Create custom loss function which use dictionary gives error

I'm trying to create custom loss function which works as follow:

I have a classification problem (50 classes)
Each class belong to one fam class (3 fam classes)
I have a dictionary which link between class and fam class.
I want to create a model which predict one of the 50 classes.
When calculating the loss, if the model prediction class is wrong it will punish more if the fam-class of the prediction is different from the true fam-class

simple example code:

import tensorflow as tf
import numpy as np
import random


# Generate synthetic dataset
num_samples     = 1000
num_classes     = 50
num_fam_classes = 3

# Create random data
X_train       = np.random.rand(num_samples, 10)
y_train_class = np.random.randint(0, num_classes, size=num_samples)

X_val       = np.random.rand(num_samples, 10)
y_val_class = np.random.randint(0, num_classes, size=num_samples)


# convert to categoy
y_train_one_hot = tf.keras.utils.to_categorical(y_train_class, num_classes=50)
y_val_one_hot   = tf.keras.utils.to_categorical(y_val_class, num_classes=50)
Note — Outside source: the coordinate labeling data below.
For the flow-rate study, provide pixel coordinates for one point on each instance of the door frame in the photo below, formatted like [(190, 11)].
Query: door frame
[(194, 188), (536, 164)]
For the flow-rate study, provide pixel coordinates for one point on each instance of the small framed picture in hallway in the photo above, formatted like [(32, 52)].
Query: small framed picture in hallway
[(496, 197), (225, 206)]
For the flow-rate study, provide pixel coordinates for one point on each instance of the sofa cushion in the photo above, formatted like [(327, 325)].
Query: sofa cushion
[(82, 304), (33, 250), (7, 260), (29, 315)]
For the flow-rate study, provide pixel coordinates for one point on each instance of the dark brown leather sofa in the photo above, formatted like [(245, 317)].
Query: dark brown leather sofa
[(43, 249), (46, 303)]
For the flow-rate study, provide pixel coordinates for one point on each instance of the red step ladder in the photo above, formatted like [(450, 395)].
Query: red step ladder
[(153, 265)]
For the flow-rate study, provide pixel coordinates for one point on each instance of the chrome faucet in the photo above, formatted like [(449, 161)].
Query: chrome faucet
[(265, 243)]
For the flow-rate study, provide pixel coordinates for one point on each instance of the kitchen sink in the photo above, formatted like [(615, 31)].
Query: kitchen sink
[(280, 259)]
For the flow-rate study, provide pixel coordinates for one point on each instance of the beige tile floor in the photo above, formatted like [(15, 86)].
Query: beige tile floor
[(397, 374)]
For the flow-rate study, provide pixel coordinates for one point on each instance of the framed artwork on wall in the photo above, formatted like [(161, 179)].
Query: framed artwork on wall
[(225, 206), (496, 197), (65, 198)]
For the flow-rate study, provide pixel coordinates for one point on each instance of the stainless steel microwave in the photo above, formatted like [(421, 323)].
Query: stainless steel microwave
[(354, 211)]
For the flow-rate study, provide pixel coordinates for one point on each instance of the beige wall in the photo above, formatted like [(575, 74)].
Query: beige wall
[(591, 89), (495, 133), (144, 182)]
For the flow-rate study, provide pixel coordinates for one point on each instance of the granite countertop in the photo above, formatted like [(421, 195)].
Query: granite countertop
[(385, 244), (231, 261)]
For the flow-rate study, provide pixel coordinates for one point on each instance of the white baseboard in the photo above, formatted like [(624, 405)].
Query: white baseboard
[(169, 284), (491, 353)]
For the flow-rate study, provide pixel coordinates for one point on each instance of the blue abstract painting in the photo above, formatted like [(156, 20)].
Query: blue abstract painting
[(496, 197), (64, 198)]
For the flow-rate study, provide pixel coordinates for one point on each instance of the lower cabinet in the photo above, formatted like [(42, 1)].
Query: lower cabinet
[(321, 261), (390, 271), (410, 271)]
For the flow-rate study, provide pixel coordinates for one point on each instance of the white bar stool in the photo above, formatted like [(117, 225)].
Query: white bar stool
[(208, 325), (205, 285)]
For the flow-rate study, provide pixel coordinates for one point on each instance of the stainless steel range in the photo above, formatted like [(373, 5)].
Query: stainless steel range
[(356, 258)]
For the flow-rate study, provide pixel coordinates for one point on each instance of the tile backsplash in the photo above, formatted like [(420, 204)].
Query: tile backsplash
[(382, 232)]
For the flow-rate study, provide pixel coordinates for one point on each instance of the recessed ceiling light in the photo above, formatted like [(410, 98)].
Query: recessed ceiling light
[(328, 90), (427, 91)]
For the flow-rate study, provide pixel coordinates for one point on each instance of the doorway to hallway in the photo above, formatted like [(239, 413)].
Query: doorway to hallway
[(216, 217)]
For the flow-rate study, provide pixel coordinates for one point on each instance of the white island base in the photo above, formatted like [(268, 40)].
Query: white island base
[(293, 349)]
# map between class and fam class
class_to_fam_dict = {}
for i in range(num_classes):
    class_to_fam_dict[i] = random.randint(0, 2)
    

def map_class_to_fam(class_index):
    return tf.cast(class_to_fam_dict[class_index], dtype=tf.int64)


# define loss:

def custom_loss(y_true, y_pred):

    #
    # --- step 1 : loss between classes
    #
    # loss between classes
    ce_loss_class = tf.keras.losses.categorical_crossentropy(y_true, y_pred, from_logits=False)

    #
    # --- step 2 : loss between fam class
    #
    
    # Extract predicted class indices
    predicted_classes        = tf.argmax(y_pred, axis=1)
    predicted_fam_classes    = tf.map_fn(map_class_to_fam, predicted_classes, dtype=tf.int64)
    true_fam_classes         = tf.map_fn(map_class_to_fam, tf.argmax(y_true, axis=1), dtype=tf.int64)
    true_fam_classes_one_hot = tf.one_hot(true_fam_classes, depth=num_fam_classes)
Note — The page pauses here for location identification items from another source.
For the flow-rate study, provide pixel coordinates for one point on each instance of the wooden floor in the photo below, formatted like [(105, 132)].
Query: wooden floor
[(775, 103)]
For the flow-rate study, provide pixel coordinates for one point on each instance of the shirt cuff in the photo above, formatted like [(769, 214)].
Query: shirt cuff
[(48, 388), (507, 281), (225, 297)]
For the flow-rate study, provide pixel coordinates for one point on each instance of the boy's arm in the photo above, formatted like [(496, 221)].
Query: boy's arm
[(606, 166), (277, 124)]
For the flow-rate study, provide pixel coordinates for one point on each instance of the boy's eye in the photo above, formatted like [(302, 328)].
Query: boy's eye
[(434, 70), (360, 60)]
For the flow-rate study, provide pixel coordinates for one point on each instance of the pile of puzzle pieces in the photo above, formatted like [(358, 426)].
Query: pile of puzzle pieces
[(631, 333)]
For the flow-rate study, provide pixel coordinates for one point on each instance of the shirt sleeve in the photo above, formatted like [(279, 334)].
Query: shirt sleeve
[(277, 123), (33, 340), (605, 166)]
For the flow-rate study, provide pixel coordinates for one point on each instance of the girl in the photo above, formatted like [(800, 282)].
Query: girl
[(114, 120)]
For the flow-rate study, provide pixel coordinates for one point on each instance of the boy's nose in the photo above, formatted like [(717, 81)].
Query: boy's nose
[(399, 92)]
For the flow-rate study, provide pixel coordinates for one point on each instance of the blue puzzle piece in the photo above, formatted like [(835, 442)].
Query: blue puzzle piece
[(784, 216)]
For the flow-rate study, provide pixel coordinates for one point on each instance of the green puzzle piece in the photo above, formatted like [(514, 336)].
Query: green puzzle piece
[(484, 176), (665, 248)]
    # Compute penalty term for different family classes
    penalty = tf.where(tf.not_equal(predicted_fam_classes, true_fam_classes),
                       tf.keras.losses.categorical_crossentropy(true_fam_classes_one_hot,
                                                                tf.one_hot(predicted_fam_classes, depth=num_fam_classes),
                                                                from_logits=False),
                       0.0)

    # Sum the penalty along with the class prediction loss    
    total_loss = ce_loss_class + penalty

    return total_loss



# model
model = tf.keras.Sequential([
    tf.keras.layers.Dense(128, activation='relu', input_shape=(10,)),
    tf.keras.layers.Dense(50, activation='softmax')
])




model.compile(optimizer='adam', loss=custom_loss, metrics=['accuracy'])
model.fit(X_train, y_train_one_hot, epochs=10, batch_size=32, validation_data=[X_val, y_val_one_hot])

Give error:

TypeError: Tensor is unhashable. Instead, use tensor.ref() as the key.

I have tried to add:

tf.compat.v1.disable_v2_behavior()

but it gives different error:

KeyError: <tf.Tensor 'loss/dense_3_loss/map/while/TensorArrayReadV3:0' shape=() dtype=int64>

Versions:

tensorflow==2.10.0
python 3.10.0

How can I fix the code ?

Solution

I think tf.map_fn will not work in graph execution with a "very customized function", also this post suggest that way. If you print class_index in your function map_class_to_fam, you will see that your code fails during model.compile trying to lookup in class_to_fam_dict the following placeholder tensor:

Tensor("custom_loss/map/while/TensorArrayV2Read/TensorListGetItem:0", shape=(), dtype=int64)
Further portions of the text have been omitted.